When There Isn’t a Better Benediction

When There Isn’t a Better Benediction October 8, 2019

The scene looked rather familiar: with less than twenty minutes to go before the Sunday morning service, a small group of us gathered in the back room to pray. We held hands, sweaty palms part and parcel the glue that bound us. We closed our eyes, as one naturally ends to do in prayer, but at one point I looked up.

My eyes darted from side to side as I looked the faces of the saints around me. I thought about how there’s something to rewriting the prescriptive of prayer and of communion with God. There’s something to learning to color outside the lines, especially when we don’t understand why a simple act like opening our eyes when we feel like we’re supposed to keep them closed like the biggest of dares.

But then, a framed poster on the back wall caught my attention:

You belong.

You are loved.

You are love.

You are enough.

You are the image of God.

It was everything – the words, the message, the fact that this mantra hung in the same place where the youth group gathered on Wednesday night and and the leadership team prayed on Sunday morning.

Less than an hour later, when I stood to preach to the group gathered in the flesh and online before me, I talked about how love liberates – about how this wildest of loves (whom some of us happen to call God),  madly and deeply honors the particularities that make us humans human.

We looked at a couple of lines from Saint Maya when she spoke on the very theme and we dug into the story of the Samaritan woman. As I write about in my book, when Jesus asked the woman for a drink, he elevated their conversation. He made their interaction mutual, for she was the only one who could give him the thing he most needed in that moment. This isn’t a story of a woman merely turning away from sin, of Jesus calling her on the carpet with the myriad reasons why she’s had five husbands and the man she’s living with now is not her husband.

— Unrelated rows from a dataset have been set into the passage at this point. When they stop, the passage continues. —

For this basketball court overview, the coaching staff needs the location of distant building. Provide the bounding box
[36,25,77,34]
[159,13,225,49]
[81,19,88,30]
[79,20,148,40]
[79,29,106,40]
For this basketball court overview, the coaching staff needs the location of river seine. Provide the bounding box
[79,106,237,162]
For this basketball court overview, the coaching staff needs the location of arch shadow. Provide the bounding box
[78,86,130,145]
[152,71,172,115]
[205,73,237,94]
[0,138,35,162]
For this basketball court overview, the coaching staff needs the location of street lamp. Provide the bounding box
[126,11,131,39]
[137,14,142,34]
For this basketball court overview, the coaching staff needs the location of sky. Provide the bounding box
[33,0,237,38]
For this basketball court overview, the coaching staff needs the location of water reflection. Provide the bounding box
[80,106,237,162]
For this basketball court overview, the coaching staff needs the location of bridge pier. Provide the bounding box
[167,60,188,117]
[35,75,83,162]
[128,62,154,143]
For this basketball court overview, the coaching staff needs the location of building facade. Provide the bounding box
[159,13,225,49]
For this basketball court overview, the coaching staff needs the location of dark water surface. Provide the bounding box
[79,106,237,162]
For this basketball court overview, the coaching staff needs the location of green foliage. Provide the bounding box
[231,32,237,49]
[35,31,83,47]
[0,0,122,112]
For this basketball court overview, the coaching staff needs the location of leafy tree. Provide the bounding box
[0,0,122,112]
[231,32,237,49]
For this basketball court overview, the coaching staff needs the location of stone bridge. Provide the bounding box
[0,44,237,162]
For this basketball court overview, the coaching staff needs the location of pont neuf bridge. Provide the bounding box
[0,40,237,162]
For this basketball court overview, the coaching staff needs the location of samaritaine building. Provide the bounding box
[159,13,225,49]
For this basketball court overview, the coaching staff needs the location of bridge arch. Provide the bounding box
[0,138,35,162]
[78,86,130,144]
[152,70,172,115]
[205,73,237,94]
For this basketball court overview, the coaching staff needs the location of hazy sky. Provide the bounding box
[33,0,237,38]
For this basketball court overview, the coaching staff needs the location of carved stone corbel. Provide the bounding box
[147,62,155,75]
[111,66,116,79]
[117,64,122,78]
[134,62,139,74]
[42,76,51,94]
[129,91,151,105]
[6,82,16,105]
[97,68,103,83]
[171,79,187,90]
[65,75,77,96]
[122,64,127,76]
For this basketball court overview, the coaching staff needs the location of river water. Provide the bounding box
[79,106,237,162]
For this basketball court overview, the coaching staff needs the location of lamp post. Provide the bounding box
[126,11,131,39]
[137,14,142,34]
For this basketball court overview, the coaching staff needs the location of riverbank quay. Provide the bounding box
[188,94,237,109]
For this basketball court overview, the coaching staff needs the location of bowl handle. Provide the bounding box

But this is about how Jesus honors the particularities of her personhood – the particularities, mind you, of gender, ethnicity and culture. The particularities of her story and her past. The particularities of the things that make her her. 

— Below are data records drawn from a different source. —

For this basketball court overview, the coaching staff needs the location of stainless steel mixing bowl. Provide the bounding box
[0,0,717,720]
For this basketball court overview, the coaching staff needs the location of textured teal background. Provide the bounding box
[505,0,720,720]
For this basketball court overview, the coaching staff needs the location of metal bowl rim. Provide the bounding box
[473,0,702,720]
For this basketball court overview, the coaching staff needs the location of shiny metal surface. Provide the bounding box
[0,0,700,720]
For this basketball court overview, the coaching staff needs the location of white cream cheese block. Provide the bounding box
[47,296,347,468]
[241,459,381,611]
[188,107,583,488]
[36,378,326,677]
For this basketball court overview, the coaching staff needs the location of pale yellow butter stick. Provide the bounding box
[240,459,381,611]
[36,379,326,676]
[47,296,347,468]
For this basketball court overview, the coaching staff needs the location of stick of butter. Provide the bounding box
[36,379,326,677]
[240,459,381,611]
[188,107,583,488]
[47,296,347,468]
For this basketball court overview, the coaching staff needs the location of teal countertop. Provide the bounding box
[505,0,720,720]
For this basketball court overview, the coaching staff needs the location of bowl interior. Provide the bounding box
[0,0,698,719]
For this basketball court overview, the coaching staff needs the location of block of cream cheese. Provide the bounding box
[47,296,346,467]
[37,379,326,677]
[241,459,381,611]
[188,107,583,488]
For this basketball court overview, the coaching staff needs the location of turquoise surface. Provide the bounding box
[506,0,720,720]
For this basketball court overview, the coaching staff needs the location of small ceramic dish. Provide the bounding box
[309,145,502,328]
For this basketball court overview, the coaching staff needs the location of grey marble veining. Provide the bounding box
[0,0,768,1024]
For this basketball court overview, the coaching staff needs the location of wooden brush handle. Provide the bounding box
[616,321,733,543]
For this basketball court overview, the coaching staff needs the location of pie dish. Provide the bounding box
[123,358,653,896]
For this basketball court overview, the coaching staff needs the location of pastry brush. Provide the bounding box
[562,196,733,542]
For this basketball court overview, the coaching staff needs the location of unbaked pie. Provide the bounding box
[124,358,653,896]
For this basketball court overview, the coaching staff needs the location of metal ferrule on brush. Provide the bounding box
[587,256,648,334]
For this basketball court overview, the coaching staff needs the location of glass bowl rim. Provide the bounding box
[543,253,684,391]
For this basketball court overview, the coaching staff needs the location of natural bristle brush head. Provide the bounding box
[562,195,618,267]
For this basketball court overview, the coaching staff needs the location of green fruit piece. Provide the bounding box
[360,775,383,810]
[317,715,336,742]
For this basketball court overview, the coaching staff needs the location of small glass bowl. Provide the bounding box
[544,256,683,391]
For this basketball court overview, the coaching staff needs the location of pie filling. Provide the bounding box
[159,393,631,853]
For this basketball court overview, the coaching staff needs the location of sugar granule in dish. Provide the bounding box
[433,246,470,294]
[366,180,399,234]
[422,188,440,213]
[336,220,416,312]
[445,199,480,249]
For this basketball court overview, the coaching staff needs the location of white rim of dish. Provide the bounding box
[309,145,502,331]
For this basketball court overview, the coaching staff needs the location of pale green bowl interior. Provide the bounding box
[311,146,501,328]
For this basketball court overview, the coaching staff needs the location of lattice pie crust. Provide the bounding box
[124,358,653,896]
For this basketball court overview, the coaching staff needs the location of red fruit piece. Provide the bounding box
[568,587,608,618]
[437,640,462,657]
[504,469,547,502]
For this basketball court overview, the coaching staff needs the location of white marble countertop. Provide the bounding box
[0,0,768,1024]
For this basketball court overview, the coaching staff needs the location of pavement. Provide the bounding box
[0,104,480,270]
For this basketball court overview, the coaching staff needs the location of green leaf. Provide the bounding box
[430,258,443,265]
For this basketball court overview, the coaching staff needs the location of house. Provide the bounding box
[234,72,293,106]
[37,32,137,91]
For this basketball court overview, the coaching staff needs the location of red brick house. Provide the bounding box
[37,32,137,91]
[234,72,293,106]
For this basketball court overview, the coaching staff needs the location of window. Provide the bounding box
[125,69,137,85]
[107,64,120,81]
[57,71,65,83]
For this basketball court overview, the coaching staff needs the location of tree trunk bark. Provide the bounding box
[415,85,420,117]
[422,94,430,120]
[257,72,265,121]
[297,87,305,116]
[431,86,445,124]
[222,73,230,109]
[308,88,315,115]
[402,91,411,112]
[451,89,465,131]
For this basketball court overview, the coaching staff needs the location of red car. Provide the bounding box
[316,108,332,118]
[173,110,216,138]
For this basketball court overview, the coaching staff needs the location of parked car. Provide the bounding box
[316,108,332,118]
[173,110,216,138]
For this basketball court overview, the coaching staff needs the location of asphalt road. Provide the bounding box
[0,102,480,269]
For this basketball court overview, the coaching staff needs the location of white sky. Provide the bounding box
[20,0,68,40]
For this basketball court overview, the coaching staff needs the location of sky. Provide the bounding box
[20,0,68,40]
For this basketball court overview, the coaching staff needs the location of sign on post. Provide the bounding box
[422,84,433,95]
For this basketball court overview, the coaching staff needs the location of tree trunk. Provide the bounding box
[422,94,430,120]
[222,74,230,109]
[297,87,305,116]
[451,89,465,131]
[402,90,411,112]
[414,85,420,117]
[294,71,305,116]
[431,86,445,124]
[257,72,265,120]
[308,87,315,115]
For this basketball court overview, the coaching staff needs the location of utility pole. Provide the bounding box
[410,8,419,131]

So, is it really much of a stretch to realize how God does the same for us, how Jesus thinks the same of us?

It’s like this liberating love just wants to remind us that we belong. That we are loved. That we are love. That we are enough. And that we are made in the image of God.

Frankly, this is a message I need to be reminded of every minute of every day.

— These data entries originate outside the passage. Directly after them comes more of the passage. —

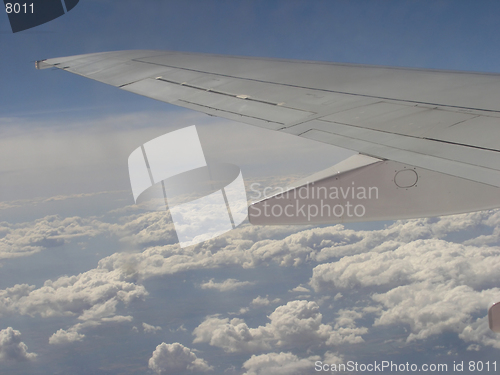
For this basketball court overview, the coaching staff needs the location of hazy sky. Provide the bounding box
[0,0,500,375]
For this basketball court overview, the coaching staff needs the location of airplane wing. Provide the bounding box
[36,51,500,224]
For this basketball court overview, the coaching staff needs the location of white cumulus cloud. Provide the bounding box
[148,342,213,375]
[0,327,37,361]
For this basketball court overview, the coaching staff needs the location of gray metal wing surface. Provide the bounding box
[37,51,500,222]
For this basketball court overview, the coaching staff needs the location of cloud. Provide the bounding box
[291,285,311,293]
[142,323,161,333]
[193,301,367,353]
[148,342,213,374]
[0,327,37,362]
[243,352,320,375]
[310,211,500,348]
[200,279,255,292]
[0,216,107,259]
[0,269,148,320]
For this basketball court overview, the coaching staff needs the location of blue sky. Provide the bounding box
[0,0,500,375]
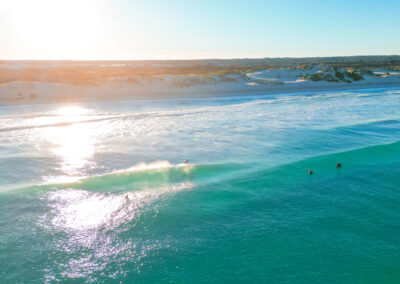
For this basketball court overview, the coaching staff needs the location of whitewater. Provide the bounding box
[0,88,400,283]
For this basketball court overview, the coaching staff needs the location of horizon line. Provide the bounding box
[0,54,400,62]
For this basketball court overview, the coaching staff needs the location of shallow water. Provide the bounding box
[0,89,400,283]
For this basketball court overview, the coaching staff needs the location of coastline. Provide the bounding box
[0,82,400,105]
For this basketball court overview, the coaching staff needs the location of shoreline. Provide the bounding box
[0,82,400,106]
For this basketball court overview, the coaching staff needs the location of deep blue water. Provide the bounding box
[0,89,400,283]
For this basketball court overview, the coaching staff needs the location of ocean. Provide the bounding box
[0,88,400,284]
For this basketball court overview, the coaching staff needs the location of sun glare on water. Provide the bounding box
[46,106,97,179]
[55,106,89,116]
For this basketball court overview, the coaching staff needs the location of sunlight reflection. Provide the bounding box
[46,107,96,176]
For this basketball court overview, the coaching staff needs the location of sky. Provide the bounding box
[0,0,400,60]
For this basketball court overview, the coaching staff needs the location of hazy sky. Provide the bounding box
[0,0,400,59]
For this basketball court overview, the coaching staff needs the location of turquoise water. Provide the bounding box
[0,88,400,283]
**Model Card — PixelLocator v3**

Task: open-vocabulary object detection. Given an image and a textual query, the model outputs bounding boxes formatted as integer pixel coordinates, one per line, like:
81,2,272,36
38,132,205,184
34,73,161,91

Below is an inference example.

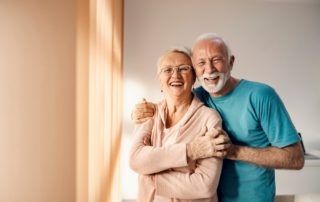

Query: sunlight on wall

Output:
121,78,147,199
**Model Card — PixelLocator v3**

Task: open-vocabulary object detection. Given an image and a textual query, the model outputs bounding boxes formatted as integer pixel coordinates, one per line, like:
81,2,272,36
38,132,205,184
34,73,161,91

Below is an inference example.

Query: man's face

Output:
192,40,233,96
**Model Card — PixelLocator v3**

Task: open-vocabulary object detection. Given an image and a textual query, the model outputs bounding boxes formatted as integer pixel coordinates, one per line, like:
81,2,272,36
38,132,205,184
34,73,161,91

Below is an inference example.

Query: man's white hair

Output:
192,33,232,58
157,46,191,73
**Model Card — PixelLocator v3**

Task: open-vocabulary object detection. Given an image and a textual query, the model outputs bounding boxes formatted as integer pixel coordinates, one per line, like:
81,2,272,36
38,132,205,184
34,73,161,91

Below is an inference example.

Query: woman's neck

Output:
166,94,193,128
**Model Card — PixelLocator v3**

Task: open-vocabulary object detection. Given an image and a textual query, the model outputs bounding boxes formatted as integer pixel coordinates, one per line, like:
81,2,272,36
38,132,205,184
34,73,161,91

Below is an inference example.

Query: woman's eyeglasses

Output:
160,65,192,76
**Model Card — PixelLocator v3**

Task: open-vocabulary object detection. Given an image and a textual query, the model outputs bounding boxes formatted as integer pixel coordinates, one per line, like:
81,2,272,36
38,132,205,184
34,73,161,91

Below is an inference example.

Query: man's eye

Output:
198,61,206,66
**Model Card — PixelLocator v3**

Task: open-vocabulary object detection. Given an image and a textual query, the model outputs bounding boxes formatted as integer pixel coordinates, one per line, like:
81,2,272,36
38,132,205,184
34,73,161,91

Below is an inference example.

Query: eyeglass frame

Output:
159,64,193,76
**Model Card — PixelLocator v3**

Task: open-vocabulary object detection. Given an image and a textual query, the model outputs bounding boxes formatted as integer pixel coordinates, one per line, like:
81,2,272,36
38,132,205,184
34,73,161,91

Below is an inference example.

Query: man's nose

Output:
205,60,217,74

Later that morning, when it was time to deliver the benediction, I lifted one hand in the air while the other held a crumpled cue sheet for order of service, with a piece of gum folded into the corner. Call it the Spirit or call it the message God keeps on weaving, over and over again into the folds of my heart, I knew there wasn’t a better benediction than the words I’d read on the wall.

So, I prayed those holy words over them. I let the power of the sentences already written on the walls of their church be the sending words of anointment, the words that spoke peace and kindness and belovedness over their children-of-God selves.

And you know what?

I think it was exactly what they needed to hear then, just as it’s quite possibly exactly what I need to write now and you need to read now.

So, beloved, scroll up to the beginning of this post and read those words again.  And then, as the power of this most liberating love takes root in your soul, go, for you’ve been changed by this reality.